What if you kept the amount that you needed for the RMD in cash, rather than as an investment that you have to sell?
If you stay fully invested, and have to sell securities to satisfy the RMD, you never quite know if you will have to sell at an opportune time, or an inopportune time. If you keep the necessary amount in cash you can let your investments continue to grow uninterrupted. Maybe even keep 2 years of RMD's in cash and only replenish your RMD "cash savings" when the markets are favorable.
Another option is not to sell anything. You can arrange to have securities ownership transferred directly from your
401k/IRA account to a taxable brokerage account. You only need to transfer enough to satisfy the RMD. You will still
incur the tax liability on the value of the transfer, but at least you did not have to sell the securities at a time when you may not have wanted to.
The added advantage of this type of transfer is that if you hold the securities in the 401k/IRA brokerage account for at least a year before selling, your cost basis is as of the transfer date, and any gains will be taxed at the long-term capital gains tax rate rather than the ordinary income tax rate that RMD's are taxed at.
One way or another, if you withdraw money from your Traditional 401k/IRA it will be taxed. RMD's don't make this
any worse. If you take the RMD, and are able to save a good portion of it, again, the actual RMD does not have to be
too much of a negative. Every situation is unique, but you do have options for how best to deal with RMD's.
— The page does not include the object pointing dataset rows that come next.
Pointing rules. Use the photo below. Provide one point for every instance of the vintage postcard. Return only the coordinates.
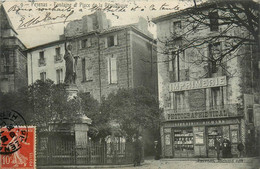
(130, 83)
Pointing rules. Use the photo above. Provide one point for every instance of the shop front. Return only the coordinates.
(197, 138)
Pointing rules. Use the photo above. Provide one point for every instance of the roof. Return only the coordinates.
(49, 44)
(202, 5)
(2, 9)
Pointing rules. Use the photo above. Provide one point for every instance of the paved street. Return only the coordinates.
(178, 164)
(170, 164)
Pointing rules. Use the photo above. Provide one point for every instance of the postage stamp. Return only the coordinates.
(17, 142)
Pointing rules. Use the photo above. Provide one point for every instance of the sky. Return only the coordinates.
(39, 22)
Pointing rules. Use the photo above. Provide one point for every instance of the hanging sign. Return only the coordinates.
(198, 84)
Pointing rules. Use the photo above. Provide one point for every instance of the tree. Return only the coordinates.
(133, 110)
(42, 103)
(100, 127)
(204, 26)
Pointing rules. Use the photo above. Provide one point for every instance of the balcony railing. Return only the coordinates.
(42, 62)
(58, 58)
(221, 111)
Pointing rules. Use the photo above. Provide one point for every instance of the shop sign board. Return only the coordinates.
(198, 115)
(203, 123)
(199, 137)
(198, 84)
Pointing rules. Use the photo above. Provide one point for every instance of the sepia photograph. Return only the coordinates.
(171, 84)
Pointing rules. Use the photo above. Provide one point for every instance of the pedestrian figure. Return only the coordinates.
(156, 150)
(217, 147)
(71, 63)
(226, 148)
(137, 151)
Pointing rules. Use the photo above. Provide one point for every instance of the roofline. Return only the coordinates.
(11, 25)
(202, 5)
(49, 44)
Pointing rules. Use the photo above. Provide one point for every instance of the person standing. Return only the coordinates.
(156, 150)
(218, 147)
(138, 148)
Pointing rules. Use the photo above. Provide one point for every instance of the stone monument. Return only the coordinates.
(81, 126)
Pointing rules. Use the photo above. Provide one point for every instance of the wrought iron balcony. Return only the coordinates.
(220, 111)
(42, 62)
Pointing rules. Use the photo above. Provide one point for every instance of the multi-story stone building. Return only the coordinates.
(109, 58)
(204, 100)
(13, 65)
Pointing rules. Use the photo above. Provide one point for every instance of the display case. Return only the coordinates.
(183, 143)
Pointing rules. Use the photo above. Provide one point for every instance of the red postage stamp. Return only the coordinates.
(17, 147)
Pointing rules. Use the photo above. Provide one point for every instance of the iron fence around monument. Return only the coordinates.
(67, 152)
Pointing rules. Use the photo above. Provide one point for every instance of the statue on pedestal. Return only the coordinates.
(71, 63)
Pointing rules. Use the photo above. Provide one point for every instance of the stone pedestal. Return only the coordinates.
(72, 90)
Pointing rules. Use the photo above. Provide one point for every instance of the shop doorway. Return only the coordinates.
(212, 134)
(182, 139)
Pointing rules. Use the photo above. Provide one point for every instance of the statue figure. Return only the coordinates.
(71, 63)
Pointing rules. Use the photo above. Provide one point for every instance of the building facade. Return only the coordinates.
(13, 65)
(204, 100)
(109, 58)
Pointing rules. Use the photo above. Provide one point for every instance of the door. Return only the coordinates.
(212, 134)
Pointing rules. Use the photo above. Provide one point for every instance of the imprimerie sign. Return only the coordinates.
(198, 84)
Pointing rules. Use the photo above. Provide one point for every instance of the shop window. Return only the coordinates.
(214, 58)
(178, 101)
(183, 142)
(216, 98)
(213, 21)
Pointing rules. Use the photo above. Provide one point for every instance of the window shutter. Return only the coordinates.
(105, 39)
(80, 44)
(115, 40)
(113, 70)
(108, 70)
(89, 71)
(170, 63)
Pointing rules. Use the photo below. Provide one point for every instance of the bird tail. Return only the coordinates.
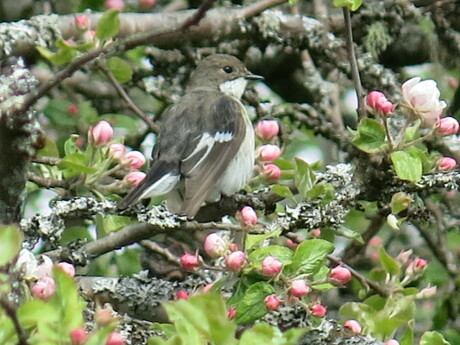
(162, 177)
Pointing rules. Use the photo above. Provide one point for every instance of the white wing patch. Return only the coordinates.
(207, 142)
(234, 88)
(161, 187)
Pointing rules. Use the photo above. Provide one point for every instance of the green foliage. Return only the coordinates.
(203, 320)
(10, 243)
(108, 25)
(370, 136)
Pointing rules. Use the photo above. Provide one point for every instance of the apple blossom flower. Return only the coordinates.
(231, 313)
(115, 338)
(135, 177)
(44, 288)
(182, 294)
(235, 261)
(353, 325)
(271, 266)
(271, 172)
(82, 21)
(101, 133)
(299, 288)
(272, 302)
(215, 245)
(268, 153)
(267, 129)
(422, 99)
(378, 102)
(114, 4)
(67, 268)
(447, 126)
(190, 261)
(73, 109)
(339, 275)
(134, 159)
(318, 310)
(78, 336)
(117, 150)
(247, 216)
(447, 164)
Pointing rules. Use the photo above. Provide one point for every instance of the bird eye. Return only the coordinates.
(228, 69)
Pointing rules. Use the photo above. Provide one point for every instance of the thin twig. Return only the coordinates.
(11, 312)
(121, 91)
(353, 63)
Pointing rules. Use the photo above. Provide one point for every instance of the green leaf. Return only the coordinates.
(253, 240)
(433, 338)
(108, 25)
(370, 136)
(309, 257)
(283, 254)
(282, 191)
(408, 336)
(75, 164)
(304, 177)
(408, 166)
(353, 5)
(389, 264)
(120, 69)
(252, 306)
(10, 243)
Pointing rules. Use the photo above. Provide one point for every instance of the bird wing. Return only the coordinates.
(211, 149)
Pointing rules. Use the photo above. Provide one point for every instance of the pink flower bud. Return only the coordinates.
(447, 164)
(44, 288)
(215, 245)
(135, 177)
(114, 5)
(378, 102)
(82, 21)
(247, 216)
(231, 313)
(318, 310)
(376, 242)
(67, 268)
(268, 153)
(447, 126)
(147, 3)
(115, 338)
(299, 288)
(182, 294)
(353, 325)
(271, 266)
(78, 336)
(134, 159)
(420, 264)
(316, 233)
(392, 342)
(117, 150)
(272, 302)
(235, 261)
(101, 133)
(190, 262)
(73, 109)
(267, 129)
(339, 275)
(271, 172)
(104, 316)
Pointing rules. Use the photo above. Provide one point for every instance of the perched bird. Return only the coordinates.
(205, 146)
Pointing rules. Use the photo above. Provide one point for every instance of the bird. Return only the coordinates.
(205, 145)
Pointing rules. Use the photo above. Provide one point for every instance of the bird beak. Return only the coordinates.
(254, 77)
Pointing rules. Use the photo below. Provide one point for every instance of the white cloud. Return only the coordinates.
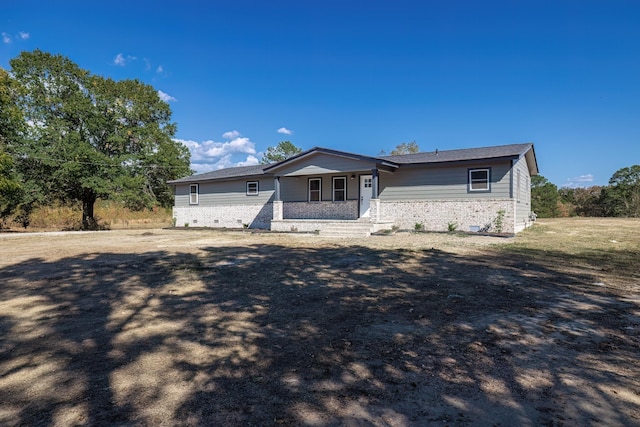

No one likes to be told what to do, but in the case of RMD's they may not be as bad as they may seem to be:
• You are withdrawing an amount that still lets your saving grow, and more importantly, last, for 25+ years.
• If you don't need the RMD for expenses, or at least not all of it, it can be re-invested to keep that money growing.
• There is no requirement to ever sell any securities to satisfy the RMD.
• Even with conservative returns and 20 years of RMD's, you can still retain at least 2/3 of your original balance -
or much more - if you don't need the RMD's for expenses.
• Use the RMD amount to pay the taxes owed on it and re-invest the remainder. You don't have to spend it!
You do have a few options that can make RMD's work a little more in your favor, if you plan ahead.